• Question: What do you think will be the next big breakthrough in science?

    Asked by Jaden456 to Tristan, Sophie, Ravinder, Matt, Barbara on 17 Mar 2015.
    • Photo: Matthew Moore

      Matthew Moore answered on 17 Mar 2015:


      I don’t know what the next big breakthrough will be, hopefully it will be new antibiotics because bacteria are fast becoming resistant to the existing ones!

      I think the next major breakthrough that will happen in medicine is the prediction of protein structure. Looking at the DNA sequence (which is currently quite easy to do) we can predict what the protein sequence will be (sequence of amino acids). However we can’t always predict how a protein will fold in the cell.

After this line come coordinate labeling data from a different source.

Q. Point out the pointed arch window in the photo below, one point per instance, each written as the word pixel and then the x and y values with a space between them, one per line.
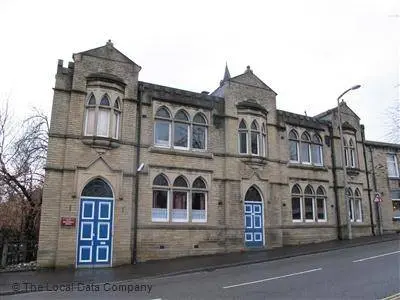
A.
pixel 316 150
pixel 255 138
pixel 160 208
pixel 180 211
pixel 243 137
pixel 305 150
pixel 294 146
pixel 297 211
pixel 199 200
pixel 199 132
pixel 102 119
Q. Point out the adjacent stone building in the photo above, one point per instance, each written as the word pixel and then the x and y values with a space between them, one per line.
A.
pixel 138 171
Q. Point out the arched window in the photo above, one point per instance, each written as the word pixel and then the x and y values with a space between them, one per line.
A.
pixel 243 137
pixel 309 204
pixel 294 146
pixel 255 138
pixel 181 130
pixel 160 207
pixel 199 200
pixel 180 209
pixel 352 153
pixel 199 132
pixel 102 118
pixel 97 188
pixel 264 140
pixel 316 148
pixel 90 116
pixel 252 194
pixel 117 118
pixel 321 204
pixel 162 128
pixel 305 149
pixel 297 211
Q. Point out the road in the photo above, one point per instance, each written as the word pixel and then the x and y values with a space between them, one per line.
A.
pixel 365 272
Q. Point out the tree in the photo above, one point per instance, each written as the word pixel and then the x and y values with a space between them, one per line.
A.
pixel 23 150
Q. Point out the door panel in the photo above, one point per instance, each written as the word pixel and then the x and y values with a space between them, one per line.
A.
pixel 95 232
pixel 254 232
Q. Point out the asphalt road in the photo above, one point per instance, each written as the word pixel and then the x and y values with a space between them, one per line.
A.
pixel 365 272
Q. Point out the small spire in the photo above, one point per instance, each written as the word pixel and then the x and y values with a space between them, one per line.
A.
pixel 227 75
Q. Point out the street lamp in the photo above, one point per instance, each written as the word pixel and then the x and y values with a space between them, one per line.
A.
pixel 348 221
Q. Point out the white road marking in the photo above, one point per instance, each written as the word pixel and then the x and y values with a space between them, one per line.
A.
pixel 376 256
pixel 272 278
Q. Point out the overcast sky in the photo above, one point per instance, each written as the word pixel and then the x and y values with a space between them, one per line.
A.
pixel 308 52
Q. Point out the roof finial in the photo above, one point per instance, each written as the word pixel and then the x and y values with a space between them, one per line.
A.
pixel 227 75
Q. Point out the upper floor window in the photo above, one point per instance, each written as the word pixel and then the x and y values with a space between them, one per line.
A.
pixel 349 152
pixel 252 140
pixel 184 133
pixel 305 150
pixel 393 168
pixel 101 118
pixel 355 210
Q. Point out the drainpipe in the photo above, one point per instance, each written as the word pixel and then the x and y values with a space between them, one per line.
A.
pixel 368 185
pixel 335 187
pixel 136 191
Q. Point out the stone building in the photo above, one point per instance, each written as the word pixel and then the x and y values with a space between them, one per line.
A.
pixel 138 171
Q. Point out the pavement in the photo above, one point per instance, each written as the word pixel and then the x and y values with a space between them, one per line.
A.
pixel 17 282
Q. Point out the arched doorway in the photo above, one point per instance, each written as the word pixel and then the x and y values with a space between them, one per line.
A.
pixel 94 241
pixel 254 218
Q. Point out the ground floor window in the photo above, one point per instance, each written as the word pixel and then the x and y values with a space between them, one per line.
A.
pixel 308 206
pixel 179 202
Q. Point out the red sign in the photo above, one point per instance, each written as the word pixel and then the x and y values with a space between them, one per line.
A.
pixel 68 221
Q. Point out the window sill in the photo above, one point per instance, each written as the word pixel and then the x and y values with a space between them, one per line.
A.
pixel 307 166
pixel 190 153
pixel 100 142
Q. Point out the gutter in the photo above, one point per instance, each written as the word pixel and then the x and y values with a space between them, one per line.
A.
pixel 368 185
pixel 136 191
pixel 335 186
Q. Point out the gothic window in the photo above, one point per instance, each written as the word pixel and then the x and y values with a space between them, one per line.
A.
pixel 294 146
pixel 199 132
pixel 102 119
pixel 255 138
pixel 162 128
pixel 242 137
pixel 305 148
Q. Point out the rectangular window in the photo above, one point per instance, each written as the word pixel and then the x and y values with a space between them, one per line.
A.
pixel 243 142
pixel 305 153
pixel 309 208
pixel 293 148
pixel 181 135
pixel 255 142
pixel 162 133
pixel 321 209
pixel 179 207
pixel 103 122
pixel 199 207
pixel 316 155
pixel 160 206
pixel 296 209
pixel 396 204
pixel 393 168
pixel 90 117
pixel 199 137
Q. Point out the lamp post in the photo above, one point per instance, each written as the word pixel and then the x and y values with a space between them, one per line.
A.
pixel 347 204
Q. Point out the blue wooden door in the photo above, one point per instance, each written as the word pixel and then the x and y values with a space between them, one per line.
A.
pixel 95 232
pixel 254 229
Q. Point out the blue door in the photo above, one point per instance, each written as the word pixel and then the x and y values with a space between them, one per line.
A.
pixel 254 229
pixel 95 232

      Proteins carry out much of the function of the cell and in particular, many of the functions are conducted by proteins in the cell membrane, which are particularly difficult to predict! Being able to predict their structure means being able to predict their function, the effect of mutations in the DNA sequence on function could be known for example.

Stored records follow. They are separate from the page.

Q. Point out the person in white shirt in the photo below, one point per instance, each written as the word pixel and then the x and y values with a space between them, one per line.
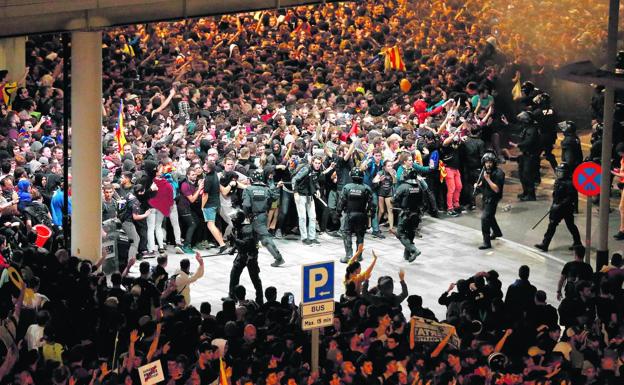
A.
pixel 34 333
pixel 184 278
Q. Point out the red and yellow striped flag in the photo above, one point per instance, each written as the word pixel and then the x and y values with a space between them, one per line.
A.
pixel 120 136
pixel 222 372
pixel 442 168
pixel 393 60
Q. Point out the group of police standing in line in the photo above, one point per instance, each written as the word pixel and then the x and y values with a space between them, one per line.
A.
pixel 356 199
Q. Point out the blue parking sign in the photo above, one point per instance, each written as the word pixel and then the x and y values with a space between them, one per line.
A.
pixel 318 282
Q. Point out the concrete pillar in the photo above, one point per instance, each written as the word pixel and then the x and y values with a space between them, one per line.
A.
pixel 13 56
pixel 86 144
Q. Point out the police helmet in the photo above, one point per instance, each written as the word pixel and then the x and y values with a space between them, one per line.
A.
pixel 618 112
pixel 256 176
pixel 567 127
pixel 562 170
pixel 357 175
pixel 489 157
pixel 524 117
pixel 542 100
pixel 527 87
pixel 410 174
pixel 237 217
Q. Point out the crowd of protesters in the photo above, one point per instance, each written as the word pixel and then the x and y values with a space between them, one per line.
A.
pixel 204 103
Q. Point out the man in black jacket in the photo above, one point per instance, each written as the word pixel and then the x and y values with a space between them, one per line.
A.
pixel 564 197
pixel 470 154
pixel 529 160
pixel 491 185
pixel 306 187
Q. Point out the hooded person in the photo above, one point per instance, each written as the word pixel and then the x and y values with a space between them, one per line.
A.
pixel 383 294
pixel 23 191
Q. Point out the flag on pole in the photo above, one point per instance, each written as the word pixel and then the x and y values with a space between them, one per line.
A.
pixel 393 60
pixel 119 133
pixel 442 168
pixel 222 372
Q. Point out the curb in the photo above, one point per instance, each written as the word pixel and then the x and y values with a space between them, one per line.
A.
pixel 529 250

      Another use of this would be to sequence a bacteria’s DNA and then predict which proteins would be good vaccine targets by being able to predict their structure and design vaccines to combat them.

    • Photo: Sophie Robinson

      Sophie Robinson answered on 17 Mar 2015:


      I think there could be many things but one big one I have come across is using microbes to supply fuel to help solve our clean fuel crisis.

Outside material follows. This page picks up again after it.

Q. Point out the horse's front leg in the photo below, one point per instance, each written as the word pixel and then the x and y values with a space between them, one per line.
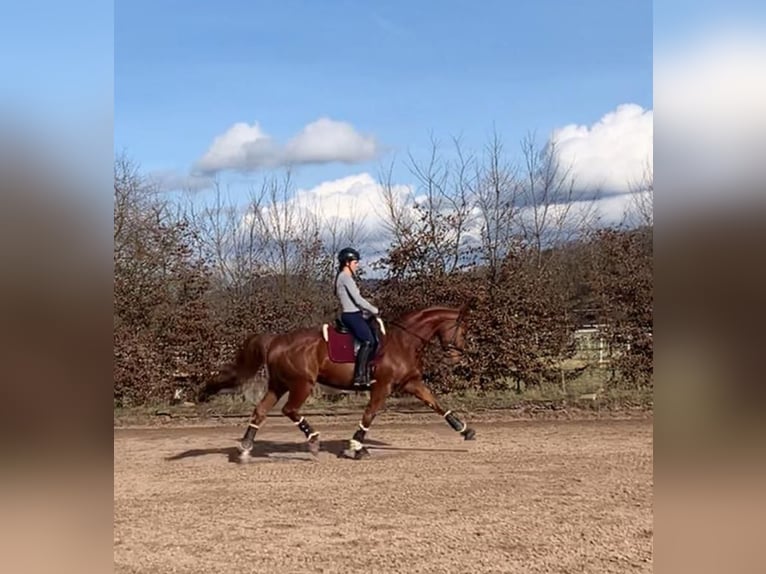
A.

      Imagine a world where high-efficiency, low-cost alternative fuels were as easy to obtain as the oxygen in the air around us. cent years have seen great strides in the area of alternative fuels (like ethanol from corn and sugar cane). Unfortunately, these methods have proven inefficient and given rise to a lot of criticism like cutting into the food and land supply.

      Recently, scientists have been able to come up with electrofuels that are designed to harness solar energy without cutting into the food, water, or land supplies as most of the existing alternative fuels do.In addition to its low energy need, tiny microbes can efficiently and effectively synthesize these electrofuels in a lab. These electrofuel microbes have been isolated and found living in non-photosynthetic bacteria. Using the electrons in the soil as food, the microbes eat up the energy to produce butanol when exposed to electricity and carbon dioxide.

      Using this knowledge, scientists extract the genes to complete this photosynthesis substitute and inject them into lab-grown bacteria allowing them to produce butanol in large amounts. Butanol is now being seen as the better alternative to both ethanol and gasoline for a variety of reasons. As a much larger molecule, butanol has a larger energy-carrying capacity than ethanol and doesn’t absorb water, so it can be placed directly in the gas tanks of any car and transported through the existing gasoline pipelines. These butanol microbes are very promising for the future of alternative fuels.

    • Photo: Barbara Shih

      Barbara Shih answered on 17 Mar 2015:


      I’m not sure what the next big breakthrough would be, but I would probably put my bet on highly advanced AI (artificial intelligence). I think it would be the next big breakthrough largely because there is a lot of incentives for its development, from commercial companies, combating cyber war to drug design.

      The current difficulties with “modeling data” is that often we’re limited to what we can understand/patterns we can imagine. With machine learning and AI, it is possible arrive at the best solution without the need for human interpretation. Currently AI are only able to perform very specific tasks, but I think this would change. They’re already able to make AIs that can learn to play “games” (not programmed to play a specific game) and recognise cats without telling them what cats look like. This would be unimaginable 15 years ago!

      Complex processes, such as prediction of protein folding from DNA sequence, might just be too difficult for humans to ever to manually find solutions for. Of course there are also the debate whether if highly intelligent AI would be a danger to human race. Several famous people, including Bill Gates and Stephen Hawking, have expressed concerns over the potential from AI.